ECLI:NL:RBROT:2019:1949

Rechtbank Rotterdam

Datum uitspraak
6 maart 2019
Publicatiedatum
13 maart 2019
Zaaknummer
C/10/558651 / HA ZA 18-880
Instantie
Rechtbank Rotterdam
Type
Uitspraak
Rechtsgebied
Civiel recht
Procedures
  • Eerste aanleg - enkelvoudig
Rechters
Vindplaatsen
  • Rechtspraak.nl
AI samenvatting door LexboostAutomatisch gegenereerd

Schadevergoeding en immateriële schade in de relatie tussen een chirurg en een ziekenhuis na tijdelijke overeenkomst

In deze zaak, die voor de Rechtbank Rotterdam is behandeld, gaat het om een geschil tussen een chirurg, eiser, en het Erasmus Universitair Medisch Centrum Rotterdam, gedaagde, naar aanleiding van een tijdelijke overeenkomst van zes maanden. De rechtbank heeft vastgesteld dat er geen reële kans op voordeel is verloren door eiser, die in het kader van de schadebegroting een vordering heeft ingediend. Eiser stelt dat hij in de resterende twee maanden van de overeenkomst € 15.000,00 per maand aan netto inkomsten had kunnen genereren. De rechtbank heeft echter geoordeeld dat deze claim niet onderbouwd is en heeft de schadebegroting zelf vastgesteld op € 6.674,25 per maand, wat resulteert in een totale schadevergoeding van € 13.348,50, vermeerderd met wettelijke rente vanaf 8 december 2010.

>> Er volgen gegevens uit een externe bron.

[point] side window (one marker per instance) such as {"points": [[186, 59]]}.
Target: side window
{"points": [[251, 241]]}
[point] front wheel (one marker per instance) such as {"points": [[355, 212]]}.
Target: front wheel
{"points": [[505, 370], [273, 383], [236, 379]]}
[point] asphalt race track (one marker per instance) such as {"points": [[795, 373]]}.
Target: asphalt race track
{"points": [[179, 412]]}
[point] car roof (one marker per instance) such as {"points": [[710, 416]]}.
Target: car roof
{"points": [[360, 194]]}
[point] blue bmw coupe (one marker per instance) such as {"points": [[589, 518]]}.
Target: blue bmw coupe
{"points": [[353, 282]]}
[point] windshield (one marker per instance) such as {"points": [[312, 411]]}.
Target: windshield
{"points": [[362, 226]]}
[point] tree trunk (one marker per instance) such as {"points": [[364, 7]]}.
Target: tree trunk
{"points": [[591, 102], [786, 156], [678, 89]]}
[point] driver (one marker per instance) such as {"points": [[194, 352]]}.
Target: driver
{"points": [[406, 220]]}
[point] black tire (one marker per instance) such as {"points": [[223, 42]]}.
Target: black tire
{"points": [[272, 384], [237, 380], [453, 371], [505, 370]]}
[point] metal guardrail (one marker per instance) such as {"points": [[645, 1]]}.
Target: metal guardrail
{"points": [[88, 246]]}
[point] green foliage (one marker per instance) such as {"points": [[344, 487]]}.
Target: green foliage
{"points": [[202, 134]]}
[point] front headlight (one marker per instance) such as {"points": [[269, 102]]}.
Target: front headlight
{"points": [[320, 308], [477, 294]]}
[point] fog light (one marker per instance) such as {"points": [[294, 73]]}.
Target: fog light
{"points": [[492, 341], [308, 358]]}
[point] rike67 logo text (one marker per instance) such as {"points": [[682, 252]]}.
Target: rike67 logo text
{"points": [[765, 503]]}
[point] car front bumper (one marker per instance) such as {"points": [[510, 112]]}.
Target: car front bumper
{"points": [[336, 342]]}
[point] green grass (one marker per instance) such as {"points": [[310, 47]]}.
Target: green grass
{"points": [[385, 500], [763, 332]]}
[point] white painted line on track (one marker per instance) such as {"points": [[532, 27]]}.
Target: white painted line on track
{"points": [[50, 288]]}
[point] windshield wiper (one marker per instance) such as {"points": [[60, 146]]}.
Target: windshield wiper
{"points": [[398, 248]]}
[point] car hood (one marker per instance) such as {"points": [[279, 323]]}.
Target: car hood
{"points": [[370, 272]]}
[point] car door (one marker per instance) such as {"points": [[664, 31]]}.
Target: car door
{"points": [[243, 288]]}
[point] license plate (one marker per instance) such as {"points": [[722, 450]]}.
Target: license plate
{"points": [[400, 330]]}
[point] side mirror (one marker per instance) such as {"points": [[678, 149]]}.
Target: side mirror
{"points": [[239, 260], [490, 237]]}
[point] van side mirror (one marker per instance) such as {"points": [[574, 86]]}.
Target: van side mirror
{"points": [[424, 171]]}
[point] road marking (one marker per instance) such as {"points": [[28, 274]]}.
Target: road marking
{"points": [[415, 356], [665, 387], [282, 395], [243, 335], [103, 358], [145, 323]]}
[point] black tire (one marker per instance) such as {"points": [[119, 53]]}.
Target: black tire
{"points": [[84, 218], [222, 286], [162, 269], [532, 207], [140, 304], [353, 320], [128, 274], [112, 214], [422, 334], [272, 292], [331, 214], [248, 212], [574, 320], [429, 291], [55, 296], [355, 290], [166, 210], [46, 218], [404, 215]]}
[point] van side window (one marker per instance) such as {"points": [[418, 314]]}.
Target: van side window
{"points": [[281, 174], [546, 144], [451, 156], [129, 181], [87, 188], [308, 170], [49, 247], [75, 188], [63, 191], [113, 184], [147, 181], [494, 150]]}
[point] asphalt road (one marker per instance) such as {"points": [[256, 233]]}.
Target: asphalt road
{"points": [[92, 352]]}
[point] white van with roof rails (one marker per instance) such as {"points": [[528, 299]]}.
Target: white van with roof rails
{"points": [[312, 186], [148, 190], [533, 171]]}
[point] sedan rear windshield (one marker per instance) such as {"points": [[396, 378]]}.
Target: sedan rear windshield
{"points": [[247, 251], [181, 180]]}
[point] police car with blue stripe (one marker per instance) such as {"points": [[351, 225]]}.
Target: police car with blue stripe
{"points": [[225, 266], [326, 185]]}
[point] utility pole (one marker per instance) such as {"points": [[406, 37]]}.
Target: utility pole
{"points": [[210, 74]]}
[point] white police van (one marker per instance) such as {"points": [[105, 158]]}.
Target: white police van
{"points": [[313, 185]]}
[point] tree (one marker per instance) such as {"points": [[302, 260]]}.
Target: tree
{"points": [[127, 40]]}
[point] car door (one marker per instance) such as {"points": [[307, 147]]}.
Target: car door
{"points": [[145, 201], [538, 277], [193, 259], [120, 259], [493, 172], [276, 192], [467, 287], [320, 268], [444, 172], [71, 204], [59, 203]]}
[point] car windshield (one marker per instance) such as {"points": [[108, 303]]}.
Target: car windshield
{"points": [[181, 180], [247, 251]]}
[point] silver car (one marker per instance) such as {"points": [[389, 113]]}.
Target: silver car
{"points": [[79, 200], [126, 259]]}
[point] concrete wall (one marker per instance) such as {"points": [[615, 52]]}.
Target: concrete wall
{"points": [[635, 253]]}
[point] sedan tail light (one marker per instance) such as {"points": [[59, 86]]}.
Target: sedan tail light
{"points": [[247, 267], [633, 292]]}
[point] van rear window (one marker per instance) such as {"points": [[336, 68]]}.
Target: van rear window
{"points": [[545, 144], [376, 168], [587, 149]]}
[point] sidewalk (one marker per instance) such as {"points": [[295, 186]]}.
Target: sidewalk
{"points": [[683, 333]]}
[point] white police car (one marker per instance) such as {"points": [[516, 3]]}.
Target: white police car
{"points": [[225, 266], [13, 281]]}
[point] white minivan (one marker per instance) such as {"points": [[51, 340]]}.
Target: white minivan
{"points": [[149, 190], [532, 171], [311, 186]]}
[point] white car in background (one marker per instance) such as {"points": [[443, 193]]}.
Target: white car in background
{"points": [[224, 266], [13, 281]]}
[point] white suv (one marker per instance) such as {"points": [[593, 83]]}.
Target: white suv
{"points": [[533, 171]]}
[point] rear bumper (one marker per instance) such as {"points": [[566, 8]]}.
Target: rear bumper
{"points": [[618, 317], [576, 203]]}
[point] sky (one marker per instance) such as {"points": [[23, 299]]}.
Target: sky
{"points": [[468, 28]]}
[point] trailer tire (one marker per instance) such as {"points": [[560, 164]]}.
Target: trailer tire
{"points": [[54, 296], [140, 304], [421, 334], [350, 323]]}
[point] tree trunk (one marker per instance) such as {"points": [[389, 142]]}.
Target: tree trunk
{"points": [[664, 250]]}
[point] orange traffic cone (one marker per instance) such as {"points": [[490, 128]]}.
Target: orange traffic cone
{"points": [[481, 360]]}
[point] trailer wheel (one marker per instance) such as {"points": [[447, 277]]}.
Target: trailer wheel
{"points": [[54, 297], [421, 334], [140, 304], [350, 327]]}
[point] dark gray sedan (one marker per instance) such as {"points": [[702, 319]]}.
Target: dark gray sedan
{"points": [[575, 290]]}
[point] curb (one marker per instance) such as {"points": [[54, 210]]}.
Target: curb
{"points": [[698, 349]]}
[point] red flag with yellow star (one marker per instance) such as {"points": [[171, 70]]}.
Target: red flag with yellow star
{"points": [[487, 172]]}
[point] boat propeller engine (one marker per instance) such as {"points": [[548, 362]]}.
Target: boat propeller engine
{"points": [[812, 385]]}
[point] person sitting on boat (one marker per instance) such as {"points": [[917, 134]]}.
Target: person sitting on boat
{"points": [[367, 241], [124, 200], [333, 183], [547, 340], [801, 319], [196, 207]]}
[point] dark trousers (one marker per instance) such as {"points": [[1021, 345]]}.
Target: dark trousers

Daarnaast heeft eiser ook immateriële schade van € 25.000,00 gevorderd, omdat hij meent dat zijn reputatie en goede naam door de acties van het Erasmus MC ernstig zijn beschadigd. De rechtbank heeft echter geoordeeld dat eiser niet heeft voldaan aan zijn stelplicht en dat er onvoldoende bewijs is geleverd voor de gestelde immateriële schade. De vordering tot vergoeding van immateriële schade is dan ook afgewezen.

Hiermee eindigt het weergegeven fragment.